ひときわ甲高い音を立てると、サービターは爆発した。辺り一面に破片が飛び散る。
『終わり…ました。生きてます!』
「ハァ…ハァ…フー…」
ランチャーを床に落として息を整える。そういえば…
「お前…さっき俺のこと、ガーディアンって呼ばなかったか?」
『…いえ、気のせいでは?』
「………」
ライフを見つめる。
『………』
『…呼びました。いけませんか?それにあなたも私のことをゴーストと呼びました』
観念して白状したが、開き直るつもりのようだ。
『ガーディアン。やはりあなたはガーディアンとして動いた時の方が…』
「それ以上言うな。握りつぶすぞ」
『そんな力もないくせに。私がいなければあなたはここで凍死していました』
「それとこれとは話が別だ」
『…そうですか。では今は、とりあえずゾンビとライフ。それでいいでしょう』
「とりあえずじゃない。これからずっとだ」
『………』
『…とりあえず、エーテルを集めましょう。首尾よくサービターも倒せました。上手くいけばエーテルを生産する方法も見つかるかも…』
「ああ…後は頼む。俺は疲れたよ…少し眠る。何かあったら起こしてくれ」
『ええ。ええ。わかりました…【ゾンビさん】』
硬い地面に横になる。
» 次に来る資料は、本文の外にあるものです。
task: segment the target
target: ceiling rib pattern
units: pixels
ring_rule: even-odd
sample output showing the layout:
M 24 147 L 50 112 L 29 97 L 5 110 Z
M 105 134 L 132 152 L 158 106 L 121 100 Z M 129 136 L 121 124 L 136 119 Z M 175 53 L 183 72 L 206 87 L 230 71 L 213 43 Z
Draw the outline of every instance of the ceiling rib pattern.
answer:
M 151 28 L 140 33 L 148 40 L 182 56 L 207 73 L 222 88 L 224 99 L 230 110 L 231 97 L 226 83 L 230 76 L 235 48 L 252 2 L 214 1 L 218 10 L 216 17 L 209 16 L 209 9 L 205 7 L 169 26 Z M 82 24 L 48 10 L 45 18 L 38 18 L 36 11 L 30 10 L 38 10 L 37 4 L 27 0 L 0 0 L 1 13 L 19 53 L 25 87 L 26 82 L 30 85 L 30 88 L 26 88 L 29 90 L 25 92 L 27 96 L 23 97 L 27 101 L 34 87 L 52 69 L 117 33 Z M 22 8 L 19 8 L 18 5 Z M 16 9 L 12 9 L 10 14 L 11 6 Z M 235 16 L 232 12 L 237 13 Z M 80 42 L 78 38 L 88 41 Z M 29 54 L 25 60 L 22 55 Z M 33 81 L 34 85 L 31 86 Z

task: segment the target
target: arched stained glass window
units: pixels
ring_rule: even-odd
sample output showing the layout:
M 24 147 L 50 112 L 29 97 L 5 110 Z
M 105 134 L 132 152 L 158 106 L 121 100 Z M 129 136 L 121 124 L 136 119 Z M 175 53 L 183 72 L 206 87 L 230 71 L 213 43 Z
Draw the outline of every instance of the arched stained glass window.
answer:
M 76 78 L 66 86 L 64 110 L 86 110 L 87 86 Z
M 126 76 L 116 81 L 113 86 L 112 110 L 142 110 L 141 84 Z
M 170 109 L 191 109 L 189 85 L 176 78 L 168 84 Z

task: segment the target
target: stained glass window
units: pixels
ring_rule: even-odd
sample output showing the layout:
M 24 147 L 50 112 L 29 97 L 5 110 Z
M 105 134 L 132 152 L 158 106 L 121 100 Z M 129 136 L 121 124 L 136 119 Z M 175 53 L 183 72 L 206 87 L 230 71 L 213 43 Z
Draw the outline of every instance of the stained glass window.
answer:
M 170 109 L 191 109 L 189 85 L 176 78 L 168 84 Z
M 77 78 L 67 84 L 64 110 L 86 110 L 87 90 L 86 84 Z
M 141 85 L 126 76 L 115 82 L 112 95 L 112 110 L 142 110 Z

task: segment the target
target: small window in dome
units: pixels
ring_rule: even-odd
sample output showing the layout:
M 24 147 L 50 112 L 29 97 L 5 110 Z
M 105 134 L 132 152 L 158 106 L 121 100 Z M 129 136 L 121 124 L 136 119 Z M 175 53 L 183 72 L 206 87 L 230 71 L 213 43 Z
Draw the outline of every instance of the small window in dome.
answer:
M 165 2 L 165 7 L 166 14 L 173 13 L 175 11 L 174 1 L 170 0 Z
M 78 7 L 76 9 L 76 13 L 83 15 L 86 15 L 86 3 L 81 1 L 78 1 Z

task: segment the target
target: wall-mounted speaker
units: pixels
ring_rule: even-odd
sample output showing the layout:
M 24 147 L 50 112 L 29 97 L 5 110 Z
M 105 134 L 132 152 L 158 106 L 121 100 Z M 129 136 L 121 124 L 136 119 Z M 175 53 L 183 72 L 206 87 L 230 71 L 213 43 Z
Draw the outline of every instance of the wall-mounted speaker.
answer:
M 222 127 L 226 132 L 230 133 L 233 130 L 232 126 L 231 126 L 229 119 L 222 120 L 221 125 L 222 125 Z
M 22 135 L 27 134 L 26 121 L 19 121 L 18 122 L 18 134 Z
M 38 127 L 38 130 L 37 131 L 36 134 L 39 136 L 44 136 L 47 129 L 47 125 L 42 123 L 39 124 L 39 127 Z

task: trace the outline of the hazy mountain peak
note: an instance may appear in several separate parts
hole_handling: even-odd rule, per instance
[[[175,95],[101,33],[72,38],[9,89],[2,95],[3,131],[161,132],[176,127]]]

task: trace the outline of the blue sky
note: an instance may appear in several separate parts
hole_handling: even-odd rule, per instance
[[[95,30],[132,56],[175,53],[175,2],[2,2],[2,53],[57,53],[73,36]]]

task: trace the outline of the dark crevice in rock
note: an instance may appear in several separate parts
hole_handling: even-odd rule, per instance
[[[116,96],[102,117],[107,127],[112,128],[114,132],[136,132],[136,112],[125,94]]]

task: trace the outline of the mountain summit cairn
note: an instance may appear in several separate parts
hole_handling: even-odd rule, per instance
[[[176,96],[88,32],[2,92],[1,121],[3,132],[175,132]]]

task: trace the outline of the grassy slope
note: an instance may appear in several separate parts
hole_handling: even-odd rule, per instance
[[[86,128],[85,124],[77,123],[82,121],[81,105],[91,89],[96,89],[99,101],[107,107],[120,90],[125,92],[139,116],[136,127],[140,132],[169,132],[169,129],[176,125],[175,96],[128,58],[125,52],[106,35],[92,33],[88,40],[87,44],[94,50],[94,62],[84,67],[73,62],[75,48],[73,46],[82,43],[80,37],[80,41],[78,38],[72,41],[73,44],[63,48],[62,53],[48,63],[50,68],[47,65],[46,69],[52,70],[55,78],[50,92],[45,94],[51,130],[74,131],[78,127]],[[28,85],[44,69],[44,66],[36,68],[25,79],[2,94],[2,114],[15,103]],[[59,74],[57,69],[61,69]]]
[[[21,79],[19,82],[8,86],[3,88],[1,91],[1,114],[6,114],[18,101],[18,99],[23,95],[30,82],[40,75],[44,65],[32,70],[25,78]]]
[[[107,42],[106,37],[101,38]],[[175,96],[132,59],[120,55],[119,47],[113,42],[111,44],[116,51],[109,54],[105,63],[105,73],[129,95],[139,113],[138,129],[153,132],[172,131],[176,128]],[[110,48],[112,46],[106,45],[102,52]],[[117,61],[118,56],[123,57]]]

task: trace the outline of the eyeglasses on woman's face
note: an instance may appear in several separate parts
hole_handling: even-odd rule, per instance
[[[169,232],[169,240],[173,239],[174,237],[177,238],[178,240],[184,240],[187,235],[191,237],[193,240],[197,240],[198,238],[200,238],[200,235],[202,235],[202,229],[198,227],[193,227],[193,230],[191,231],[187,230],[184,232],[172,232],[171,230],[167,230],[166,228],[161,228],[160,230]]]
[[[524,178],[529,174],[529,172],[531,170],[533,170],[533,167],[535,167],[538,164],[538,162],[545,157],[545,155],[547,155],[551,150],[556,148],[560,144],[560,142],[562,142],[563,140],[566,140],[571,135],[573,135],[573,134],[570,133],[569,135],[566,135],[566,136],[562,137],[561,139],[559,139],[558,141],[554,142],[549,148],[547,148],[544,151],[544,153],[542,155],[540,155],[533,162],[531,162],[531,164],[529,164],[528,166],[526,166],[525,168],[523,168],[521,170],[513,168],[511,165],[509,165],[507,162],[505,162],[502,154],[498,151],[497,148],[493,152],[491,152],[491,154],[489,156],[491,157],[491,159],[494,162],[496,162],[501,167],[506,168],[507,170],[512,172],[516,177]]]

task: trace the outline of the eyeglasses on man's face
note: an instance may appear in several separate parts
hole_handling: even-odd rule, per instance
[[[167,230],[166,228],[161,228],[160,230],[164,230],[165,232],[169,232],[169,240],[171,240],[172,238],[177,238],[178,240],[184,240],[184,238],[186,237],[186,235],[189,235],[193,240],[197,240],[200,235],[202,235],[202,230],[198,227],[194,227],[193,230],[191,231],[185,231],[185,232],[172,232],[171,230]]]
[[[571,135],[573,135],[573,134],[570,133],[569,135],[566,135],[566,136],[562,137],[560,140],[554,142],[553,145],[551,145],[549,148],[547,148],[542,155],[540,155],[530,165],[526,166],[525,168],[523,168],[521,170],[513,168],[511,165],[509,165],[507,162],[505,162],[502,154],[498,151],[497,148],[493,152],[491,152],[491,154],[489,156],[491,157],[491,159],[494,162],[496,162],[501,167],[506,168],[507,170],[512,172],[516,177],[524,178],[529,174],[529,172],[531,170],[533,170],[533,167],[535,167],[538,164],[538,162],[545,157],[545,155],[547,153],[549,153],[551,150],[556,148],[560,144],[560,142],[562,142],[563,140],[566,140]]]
天井の氷壁は太陽の光を少しも通さないほど分厚いようだ。今後のことを何となく想像しているうちに、意識は薄らいでいった。
あとがき
Destinyをプレイしている、もしくは知っている方には説明ばかりでストレスのないように。未プレイの方(読んでるか分からないけど)には置いてけぼりにならないように…両方やらなくちゃあいけないのが難しいですね。